I have been working on playing around with over 10 stt systems in last 25 days and its really weird to read this article as my experience is the opposite. Stt models are amazing today. They are stupid fast, sound great and very simple to implement as huggingface spaces code is readily available for any model. Whats funny is that the model he was talking about "supertonic" was exactly the model I would have recommended if people wanted to see how amazing the tech has become. The model is tiny, runs 55x real time on any potato and sounds amazing. Also I think he is implementing his models wrong. As he mentions that some models don't have streaming and you have to wait for the whole chunk to be processed. But that's not a limit in any meaningful way as you can define the chunk. You can simply make the first n characters within the first sentence be the chunk and process that first and play that immediately while the rest of the text is being processed. ttfs and ttfa on all modern day models is well below 0.5 and for supertonic it was 0.05 with my tests.....

What's your experience at high speeds, with garbled speech artifacts and pronouncation accuracy?

  • With supertonic , or overall? If overall most do pretty well though some are funky, like suprano was so bad no matter what I did, so i had to rule that out from my top contenders on anything. supertonic was close to my number one choice for my agentic pipeline as it was soo insanely fast and quality was great, but it didnt have the other bells and whistles like some other models so i held that off for cpu only projects in the future. If you are gonna use it on a GPU I would suggest chatterbox or pocket tts. Chatterbox is my top contender as of now because it sounds amazing, has cloning and i got it down to 0.26 ttfa/ttsa once i quantized it and implemented pipecat in to it. pocket tts is probably my second choice for similar reasons.

>Also I think he is implementing his models wrong.

This is something I've noticed around a lot of AI related stuff.
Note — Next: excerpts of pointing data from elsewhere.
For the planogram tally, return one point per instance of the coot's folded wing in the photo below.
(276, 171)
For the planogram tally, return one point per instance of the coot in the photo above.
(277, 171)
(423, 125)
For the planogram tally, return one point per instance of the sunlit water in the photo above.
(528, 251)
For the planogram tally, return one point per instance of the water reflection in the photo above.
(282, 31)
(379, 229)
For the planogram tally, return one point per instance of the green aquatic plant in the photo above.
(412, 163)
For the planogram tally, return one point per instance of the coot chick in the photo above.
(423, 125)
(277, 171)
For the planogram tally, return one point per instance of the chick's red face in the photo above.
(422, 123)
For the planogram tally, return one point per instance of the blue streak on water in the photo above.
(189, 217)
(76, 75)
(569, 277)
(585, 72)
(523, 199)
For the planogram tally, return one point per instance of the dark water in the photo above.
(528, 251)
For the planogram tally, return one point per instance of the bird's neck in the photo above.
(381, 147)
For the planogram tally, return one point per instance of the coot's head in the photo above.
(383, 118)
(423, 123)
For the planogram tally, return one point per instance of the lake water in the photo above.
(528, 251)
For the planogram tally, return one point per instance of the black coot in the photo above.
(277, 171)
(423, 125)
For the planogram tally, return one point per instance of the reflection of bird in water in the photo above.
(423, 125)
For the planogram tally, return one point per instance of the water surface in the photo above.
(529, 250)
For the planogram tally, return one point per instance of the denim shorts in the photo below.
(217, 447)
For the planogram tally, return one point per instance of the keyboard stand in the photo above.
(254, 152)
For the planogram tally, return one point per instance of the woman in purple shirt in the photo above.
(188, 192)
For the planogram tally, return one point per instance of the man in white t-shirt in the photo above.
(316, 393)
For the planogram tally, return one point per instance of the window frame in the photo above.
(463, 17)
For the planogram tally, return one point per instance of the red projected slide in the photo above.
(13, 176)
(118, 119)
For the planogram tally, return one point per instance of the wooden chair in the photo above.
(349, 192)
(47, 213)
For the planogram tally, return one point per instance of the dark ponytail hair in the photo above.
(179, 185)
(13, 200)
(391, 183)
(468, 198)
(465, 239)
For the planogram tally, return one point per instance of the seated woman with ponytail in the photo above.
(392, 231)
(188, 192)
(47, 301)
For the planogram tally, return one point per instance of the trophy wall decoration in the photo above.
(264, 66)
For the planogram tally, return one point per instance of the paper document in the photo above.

You really can't take any one article on it as definitive. This, and anything that doesn't publish how they fully implemented it is suspect. That's both for the affirmative and negative findings.

It reminds me a bit of the earlier days of the internet were there was a lot of exploration of ideas occurring, but quite often the implementation and testing of those ideas left much to be desired.

Minor nitpick, but you mean "tts" not "stt" both times.

Is supertonic the best sounding model, or is there a different one you'd recommend that doesn't perform as well but sounds even better?

  • yes sorry i mixed these up. supertonic is not the best sounding in my tests. it was by far the fastest, but its audio quality for something so fast was decent. if you wanted something that sounds better AND is also extremely fast pocket tts is the choice. amazing quality and also crazy fast on both gpu and cpu. if you care mainly about quality, chatterbox in my tests was best fit, but its slower then the others. qwen 3 tts was also great but its unisable as any real time agentic voice as its too slow. they havent relesed the code for streaming yet, once they release that this will be my top contender.

Are you using them at 1000 wpm?

  • Supertonic is probably way faster then that, I wouldn't be surprised if measured it would be something like 14k wpm. On my 4090 I was getting about 175x real time while on cpu only it was 55x realtime. I stopped optimizing it but im sure it could be pushed further. Anyways you should check out their repo to test it yourself its crazy what that team accomplished!